Berdasarkan pemantauan tim verifikasi Lurusin, sebuah narasi bahwa Presiden Prabowo Subianto akan menutup warung-warung di wilayah pedesaan dengan alasan kegiatan tersebut tidak menguntungkan negara telah beredar secara masif di media sosial. Narasi ini muncul dalam berbagai format, mulai dari kutipan tertulis, tangkapan layar, hingga video pendek yang dipotong tanpa konteks. Klaim tersebut menimbulkan kekhawatiran di kalangan pelaku usaha mikro, khususnya pemilik warung kelontong yang menjadi tulang punggung ekonomi desa.
Identifikasi Klaim dan Pola Penyebarannya
Klaim yang diverifikasi berbunyi bahwa Presiden Prabowo menyatakan akan menutup warung di desa karena tidak memberikan keuntungan bagi negara. Tim menelusuri jejak digital unggahan tersebut dan menemukan pola yang konsisten: akun anonim dengan jumlah pengikut rendah menjadi titik awal penyebaran, kemudian dikutip ulang oleh akun berpengikut besar tanpa menyertakan tautan ke sumber primer. Tidak ada satu pun unggahan yang merujuk pada transkrip resmi, siaran pers kementerian, atau dokumen kebijakan. Pola semacam ini merupakan indikator awal konten fabrikasi yang dirancang untuk memancing interaksi dan menyesatkan publik.
"Presiden Prabowo akan menutup warung di desa karena tidak untungkan negara."
Hasil Verifikasi terhadap Dokumen dan Sumber Resmi
Tahap pertama verifikasi dilakukan dengan memeriksa arsip transkrip sumber resmi yang dipublikasikan oleh Sekretariat Kabinet melalui laman setkab.go.id, termasuk catatan Rapat Kabinet Paripurna, pidato kenegaraan, dan konferensi pers presiden. Hasil penelusuran data menunjukkan tidak ada pernyataan Presiden Prabowo, baik tertulis maupun terekam dalam video, yang berisi instruksi atau rencana penutupan warung di desa.
Tahap kedua, tim memeriksa basis data peraturan pada Jaringan Dokumentasi dan Informasi Hukum (JDIH) serta mencari dokumen kebijakan terkait dari kementerian bidang perdagangan, koperasi, dan pembangunan desa. Data menunjukkan tidak ada Peraturan Presiden, Instruksi Presiden, maupun surat edaran yang memerintahkan penutupan warung atau usaha mikro di perdesaan. Sebaliknya, dokumen program pemerintah justru menempatkan warung dan pelaku usaha mikro sebagai mitra distribusi.
Bukti kunci: tidak ditemukan satu pun rekaman resmi, transkrip, maupun dokumen kebijakan yang mendukung klaim tersebut.Konteks Asli Pernyataan dan Kebijakan Pemerintah
Faktanya adalah arah kebijakan pemerintah bergerak pada kutub yang bertentangan dengan klaim yang beredar. Program Toko Rakyat yang digagas pemerintah dirancang untuk menyalurkan sembako murah dengan melibatkan koperasi desa, bukan menghapus kanal perdagangan rakyat.
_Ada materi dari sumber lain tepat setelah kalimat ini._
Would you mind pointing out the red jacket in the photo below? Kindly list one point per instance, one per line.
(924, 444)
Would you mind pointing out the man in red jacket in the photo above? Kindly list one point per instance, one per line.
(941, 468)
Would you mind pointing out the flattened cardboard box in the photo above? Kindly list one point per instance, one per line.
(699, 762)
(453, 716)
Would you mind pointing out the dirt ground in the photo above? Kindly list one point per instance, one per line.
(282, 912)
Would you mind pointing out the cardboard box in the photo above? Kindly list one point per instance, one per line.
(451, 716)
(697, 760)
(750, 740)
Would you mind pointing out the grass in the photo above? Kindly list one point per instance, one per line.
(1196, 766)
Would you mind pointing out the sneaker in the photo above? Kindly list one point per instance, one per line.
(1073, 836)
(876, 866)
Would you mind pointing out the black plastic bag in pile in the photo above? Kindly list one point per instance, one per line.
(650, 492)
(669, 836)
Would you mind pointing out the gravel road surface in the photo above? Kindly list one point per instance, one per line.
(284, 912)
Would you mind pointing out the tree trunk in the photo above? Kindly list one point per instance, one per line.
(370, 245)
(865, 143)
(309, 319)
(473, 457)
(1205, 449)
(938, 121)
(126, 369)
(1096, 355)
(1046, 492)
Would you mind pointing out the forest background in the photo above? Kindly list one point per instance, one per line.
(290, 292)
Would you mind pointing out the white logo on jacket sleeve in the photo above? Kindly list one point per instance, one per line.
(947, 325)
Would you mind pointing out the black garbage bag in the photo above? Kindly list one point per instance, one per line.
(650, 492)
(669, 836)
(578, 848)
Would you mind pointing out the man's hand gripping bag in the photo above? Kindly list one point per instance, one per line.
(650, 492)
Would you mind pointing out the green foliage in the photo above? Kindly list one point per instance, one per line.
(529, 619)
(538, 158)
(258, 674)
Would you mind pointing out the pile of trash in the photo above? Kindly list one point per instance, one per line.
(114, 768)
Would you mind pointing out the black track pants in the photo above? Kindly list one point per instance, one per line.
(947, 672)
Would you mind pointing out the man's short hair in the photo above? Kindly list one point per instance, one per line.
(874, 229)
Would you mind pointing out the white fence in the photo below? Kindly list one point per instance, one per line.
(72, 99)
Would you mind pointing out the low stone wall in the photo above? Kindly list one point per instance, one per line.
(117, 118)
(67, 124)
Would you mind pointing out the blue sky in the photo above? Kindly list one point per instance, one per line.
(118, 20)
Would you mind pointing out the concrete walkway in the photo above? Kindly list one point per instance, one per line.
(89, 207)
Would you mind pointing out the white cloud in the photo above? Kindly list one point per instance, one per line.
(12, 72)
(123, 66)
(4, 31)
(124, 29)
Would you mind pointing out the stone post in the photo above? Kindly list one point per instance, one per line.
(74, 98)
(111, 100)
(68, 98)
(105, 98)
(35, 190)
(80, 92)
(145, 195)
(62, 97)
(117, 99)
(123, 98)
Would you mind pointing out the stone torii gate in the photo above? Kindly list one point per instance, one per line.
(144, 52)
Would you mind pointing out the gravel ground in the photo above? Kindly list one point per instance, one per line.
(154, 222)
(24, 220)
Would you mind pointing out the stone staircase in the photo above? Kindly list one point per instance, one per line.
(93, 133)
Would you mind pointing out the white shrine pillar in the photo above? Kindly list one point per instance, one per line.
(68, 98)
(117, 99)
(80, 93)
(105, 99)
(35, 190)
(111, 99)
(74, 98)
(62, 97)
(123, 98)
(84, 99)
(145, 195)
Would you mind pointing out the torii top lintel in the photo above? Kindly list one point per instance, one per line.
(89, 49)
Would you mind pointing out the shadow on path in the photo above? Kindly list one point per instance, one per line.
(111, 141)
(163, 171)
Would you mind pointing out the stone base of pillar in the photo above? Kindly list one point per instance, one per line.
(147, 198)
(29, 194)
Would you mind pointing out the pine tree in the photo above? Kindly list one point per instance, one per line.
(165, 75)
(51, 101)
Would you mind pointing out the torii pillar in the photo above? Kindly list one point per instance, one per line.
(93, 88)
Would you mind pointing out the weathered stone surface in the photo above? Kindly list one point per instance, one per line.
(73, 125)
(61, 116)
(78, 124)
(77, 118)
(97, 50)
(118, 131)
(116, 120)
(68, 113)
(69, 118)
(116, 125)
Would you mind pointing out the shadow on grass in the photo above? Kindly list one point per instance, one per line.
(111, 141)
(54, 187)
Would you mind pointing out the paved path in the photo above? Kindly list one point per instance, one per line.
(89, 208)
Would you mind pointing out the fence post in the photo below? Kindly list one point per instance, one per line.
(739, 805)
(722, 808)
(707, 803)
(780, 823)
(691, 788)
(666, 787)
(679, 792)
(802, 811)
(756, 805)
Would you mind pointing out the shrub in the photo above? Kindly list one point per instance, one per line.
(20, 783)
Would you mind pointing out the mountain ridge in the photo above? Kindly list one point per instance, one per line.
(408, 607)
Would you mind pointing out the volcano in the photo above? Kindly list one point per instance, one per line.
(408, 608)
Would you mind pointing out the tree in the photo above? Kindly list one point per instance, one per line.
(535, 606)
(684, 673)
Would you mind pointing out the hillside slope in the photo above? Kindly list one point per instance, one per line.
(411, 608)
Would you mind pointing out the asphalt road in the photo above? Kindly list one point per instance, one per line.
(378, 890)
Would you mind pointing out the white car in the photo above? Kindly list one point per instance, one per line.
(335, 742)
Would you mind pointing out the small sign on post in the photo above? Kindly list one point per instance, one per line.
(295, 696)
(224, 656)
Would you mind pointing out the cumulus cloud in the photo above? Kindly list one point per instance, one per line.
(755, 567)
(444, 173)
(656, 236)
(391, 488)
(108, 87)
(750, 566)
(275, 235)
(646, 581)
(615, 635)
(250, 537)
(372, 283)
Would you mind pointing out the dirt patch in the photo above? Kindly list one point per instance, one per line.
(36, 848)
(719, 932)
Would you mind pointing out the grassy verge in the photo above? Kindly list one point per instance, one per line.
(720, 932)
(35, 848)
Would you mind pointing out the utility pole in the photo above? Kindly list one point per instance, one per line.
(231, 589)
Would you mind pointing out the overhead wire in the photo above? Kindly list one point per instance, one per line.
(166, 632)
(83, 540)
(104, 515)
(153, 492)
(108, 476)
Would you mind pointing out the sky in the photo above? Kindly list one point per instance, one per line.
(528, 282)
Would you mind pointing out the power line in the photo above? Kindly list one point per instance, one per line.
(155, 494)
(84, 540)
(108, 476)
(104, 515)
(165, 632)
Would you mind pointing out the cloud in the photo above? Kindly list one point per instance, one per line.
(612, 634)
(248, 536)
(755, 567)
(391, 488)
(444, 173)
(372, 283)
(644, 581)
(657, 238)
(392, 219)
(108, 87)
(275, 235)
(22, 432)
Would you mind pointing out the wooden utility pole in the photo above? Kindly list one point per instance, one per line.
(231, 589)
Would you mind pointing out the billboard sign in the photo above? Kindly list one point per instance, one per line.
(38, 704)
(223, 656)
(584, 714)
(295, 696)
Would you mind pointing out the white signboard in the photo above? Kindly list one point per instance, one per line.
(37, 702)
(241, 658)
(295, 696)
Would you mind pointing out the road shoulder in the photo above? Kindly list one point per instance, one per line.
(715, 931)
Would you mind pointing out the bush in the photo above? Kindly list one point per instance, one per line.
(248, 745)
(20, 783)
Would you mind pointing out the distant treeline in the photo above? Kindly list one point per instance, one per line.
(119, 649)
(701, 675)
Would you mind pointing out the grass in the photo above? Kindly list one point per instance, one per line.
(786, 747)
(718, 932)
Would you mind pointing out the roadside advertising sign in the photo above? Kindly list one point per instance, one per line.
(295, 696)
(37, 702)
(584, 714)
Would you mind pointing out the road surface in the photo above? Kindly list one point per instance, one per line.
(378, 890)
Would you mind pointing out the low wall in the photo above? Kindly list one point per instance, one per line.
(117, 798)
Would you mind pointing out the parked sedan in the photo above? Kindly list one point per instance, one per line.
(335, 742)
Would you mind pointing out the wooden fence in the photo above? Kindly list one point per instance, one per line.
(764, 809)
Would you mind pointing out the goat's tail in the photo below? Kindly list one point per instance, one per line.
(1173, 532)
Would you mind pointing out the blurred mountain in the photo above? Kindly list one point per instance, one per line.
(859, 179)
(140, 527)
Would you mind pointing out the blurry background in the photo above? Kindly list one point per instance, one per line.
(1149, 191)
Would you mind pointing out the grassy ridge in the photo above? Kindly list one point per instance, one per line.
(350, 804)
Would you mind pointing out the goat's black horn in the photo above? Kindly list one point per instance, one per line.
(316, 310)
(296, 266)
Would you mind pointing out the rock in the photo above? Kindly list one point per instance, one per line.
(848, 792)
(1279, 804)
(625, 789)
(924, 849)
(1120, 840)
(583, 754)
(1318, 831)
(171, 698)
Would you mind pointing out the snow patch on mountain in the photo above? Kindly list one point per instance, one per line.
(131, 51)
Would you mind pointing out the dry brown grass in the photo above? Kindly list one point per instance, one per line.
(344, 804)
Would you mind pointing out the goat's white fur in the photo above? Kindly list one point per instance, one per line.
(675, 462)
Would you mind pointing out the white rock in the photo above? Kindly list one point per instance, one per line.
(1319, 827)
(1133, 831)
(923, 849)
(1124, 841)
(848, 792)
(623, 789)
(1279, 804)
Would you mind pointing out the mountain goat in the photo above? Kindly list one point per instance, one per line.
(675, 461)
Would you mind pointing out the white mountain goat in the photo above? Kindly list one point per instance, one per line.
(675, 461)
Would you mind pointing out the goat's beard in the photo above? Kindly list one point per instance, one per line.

Dalam berbagai kesempatan resmi, Presiden Prabowo menegaskan posisi pemerintah sebagai pelindung UMKM, pedagang pasar tradisional, dan pelaku ekonomi kerakyatan.
Ada pula konteks diskusi publik mengenai penataan ritel modern, khususnya pembatasan jarak pendirian minimarket dari pasar tradisional, yang sempat menjadi sorotan. Diskusi tersebut menargetkan penataan lokasi gerai ritel berskala besar, bukan penutupan warung milik warga. Potongan pernyataan dari topik ini kemudian direkonstruksi menjadi narasi baru yang tidak akurat, sehingga makna aslinya terdistorsi sepenuhnya.
Klaim: warung desa akan ditutup karena tidak menguntungkan negara. Fakta: tidak ada pernyataan resmi maupun kebijakan yang mengarah ke sana; pemerintah justru menjadikan warung sebagai mitra program distribusi barang murah.
Kesimpulan Verifikasi
Berdasarkan verifikasi menyeluruh terhadap transkrip resmi Sekretariat Kabinet, basis data peraturan perundang-undangan, dan komunikasi publik kementerian terkait, klaim bahwa Presiden Prabowo akan menutup warung di desa karena tidak menguntungkan negara tergolong HOAX. Pernyataan tersebut tidak pernah diucapkan, tidak didukung dokumen kebijakan apa pun, dan bertentangan dengan arah program pemerintah yang aktual.
Publik diimbau untuk tidak meneruskan unggahan semacam ini dan melakukan pemeriksaan silang melalui kanal cek fakta resmi sebelum membagikan informasi sensitif yang menyangkut kebijakan negara.